The church of San Miniato (Woodcuts Nos. [461]-[463]), on a hill overlooking Florence, is one of the earliest (1013), as well as one of the most perfect, of the Byzantine-Romanesque style. Internally it is only 165 ft. in length by 70 in width, divided longitudinally into aisles, and transversely into three nearly square compartments by clustered piers supporting two great arches which run up to the roof. The whole of the eastern compartment is occupied by a crypt or under-church open to the nave, above which are the choir and apse, approached by flights of steps in the aisles. The entire arrangement, together with the division of the nave into three compartments, is most satisfactory, and the proportions of the whole are very appropriate. The pillars themselves are so nearly classical in design that they almost seem to have been taken from some ancient building, and the architraves and stringcourses are all well designed and fitted to the places they occupy. The principal ornament of the interior is an inlaid pattern of simple design, sufficient to relieve the monotony of the interior, but without producing any confusion. The exterior depends principally, like the interior, for its effect on coloured panelling, but has a range of blind arches running round the sides and across the front. The façade, however, is very badly designed: either it was one of the earliest examples, and the architects had not learned how to combine the sloping roofs of the aisles with the upper part of the façades, or it has been altered in more modern times; but for this slight defect it would be difficult to find a church in Italy containing more of classic elegance, with perfect appropriateness for the purposes of Christian worship.

464. Transverse Section of San Miniato. (From R. W. Schultz.)

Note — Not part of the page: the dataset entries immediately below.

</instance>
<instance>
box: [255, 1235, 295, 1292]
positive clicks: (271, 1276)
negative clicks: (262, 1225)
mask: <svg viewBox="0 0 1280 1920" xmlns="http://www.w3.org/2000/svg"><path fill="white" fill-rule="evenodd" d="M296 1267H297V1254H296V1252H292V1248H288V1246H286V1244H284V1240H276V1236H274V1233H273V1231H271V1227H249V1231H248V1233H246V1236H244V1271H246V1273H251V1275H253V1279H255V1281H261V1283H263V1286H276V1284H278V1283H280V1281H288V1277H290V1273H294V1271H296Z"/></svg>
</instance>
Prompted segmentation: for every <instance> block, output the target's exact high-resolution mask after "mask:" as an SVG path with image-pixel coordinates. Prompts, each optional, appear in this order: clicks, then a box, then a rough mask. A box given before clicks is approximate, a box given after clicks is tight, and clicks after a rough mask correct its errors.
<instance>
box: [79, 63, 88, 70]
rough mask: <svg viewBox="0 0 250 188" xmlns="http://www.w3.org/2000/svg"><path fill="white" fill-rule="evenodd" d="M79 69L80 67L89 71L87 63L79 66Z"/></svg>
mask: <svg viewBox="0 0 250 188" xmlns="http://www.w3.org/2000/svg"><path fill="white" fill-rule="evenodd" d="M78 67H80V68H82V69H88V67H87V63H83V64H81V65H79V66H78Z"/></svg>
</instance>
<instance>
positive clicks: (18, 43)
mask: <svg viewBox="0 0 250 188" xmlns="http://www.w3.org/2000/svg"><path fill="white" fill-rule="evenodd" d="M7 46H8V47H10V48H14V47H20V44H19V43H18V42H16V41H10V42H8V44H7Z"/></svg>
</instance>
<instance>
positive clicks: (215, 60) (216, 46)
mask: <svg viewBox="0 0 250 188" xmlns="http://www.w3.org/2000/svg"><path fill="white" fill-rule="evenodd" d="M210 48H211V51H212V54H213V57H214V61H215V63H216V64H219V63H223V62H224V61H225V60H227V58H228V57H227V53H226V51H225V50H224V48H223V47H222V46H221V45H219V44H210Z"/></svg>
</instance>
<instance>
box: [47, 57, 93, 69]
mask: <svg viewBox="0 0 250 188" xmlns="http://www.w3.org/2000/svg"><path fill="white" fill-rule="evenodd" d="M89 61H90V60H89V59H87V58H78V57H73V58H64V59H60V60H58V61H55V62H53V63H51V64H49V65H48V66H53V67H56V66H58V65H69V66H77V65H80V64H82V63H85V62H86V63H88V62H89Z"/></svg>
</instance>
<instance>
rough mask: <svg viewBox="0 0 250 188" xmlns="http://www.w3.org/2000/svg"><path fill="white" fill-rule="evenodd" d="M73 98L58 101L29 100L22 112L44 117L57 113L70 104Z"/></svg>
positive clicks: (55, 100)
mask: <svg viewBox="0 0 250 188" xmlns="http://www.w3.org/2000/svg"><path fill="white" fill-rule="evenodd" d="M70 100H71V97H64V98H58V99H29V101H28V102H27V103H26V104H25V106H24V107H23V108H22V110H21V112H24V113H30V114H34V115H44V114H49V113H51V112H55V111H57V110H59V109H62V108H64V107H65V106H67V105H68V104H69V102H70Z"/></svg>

There must have been several, probably many, buildings in the same style erected in Tuscany during the first half of the 11th century. Otherwise it is almost impossible to understand how so complete a design as that of Pisa Cathedral could have been executed. It was commenced apparently in 1006, but it was not till 1063, after the plundering of Palermo, according to Reber,[[305]] that the means were provided for the extraordinary richness of the design, the magnificence of which had at that time no parallel among the ecclesiastical edifices of Italy; the work was suspended in 1095, and could only be resumed by means of pecuniary aid given to the undertaking by the Byzantine emperor. After the consecration of the cathedral in 1103, the interior decorations were carried on until the 15th century. Internally its design is evidently based on that of the basilicas of Rome and Ravenna, except that instead of the range at the latter place of figures in mosaic, it has a splendid triforium gallery and in plan strongly marked projecting transepts. Its great merit, however, as a design arises from the fact that the builders had learned to proportion the parts to one another so as to get greater magnificence with very much smaller dimensions. The size, for instance, of the nave of San Paolo fuori le Mure at Rome is 290 ft. by 215; these dimensions are nearly double those at Pisa, where they are 173 ft. by 106. Yet, in consequence of the greater relative height of the nave and the better spacing of the pillars and proportion of the parts, the interior of Pisa is more pleasing and more impressive than the Roman church. Its effect, too, is immensely increased by the truly Mediæval projection of the transepts. In no church in Italy is there such poetry of perspective as in looking anglewise across the intersection, and seldom anywhere a more satisfactory interior than that of this church.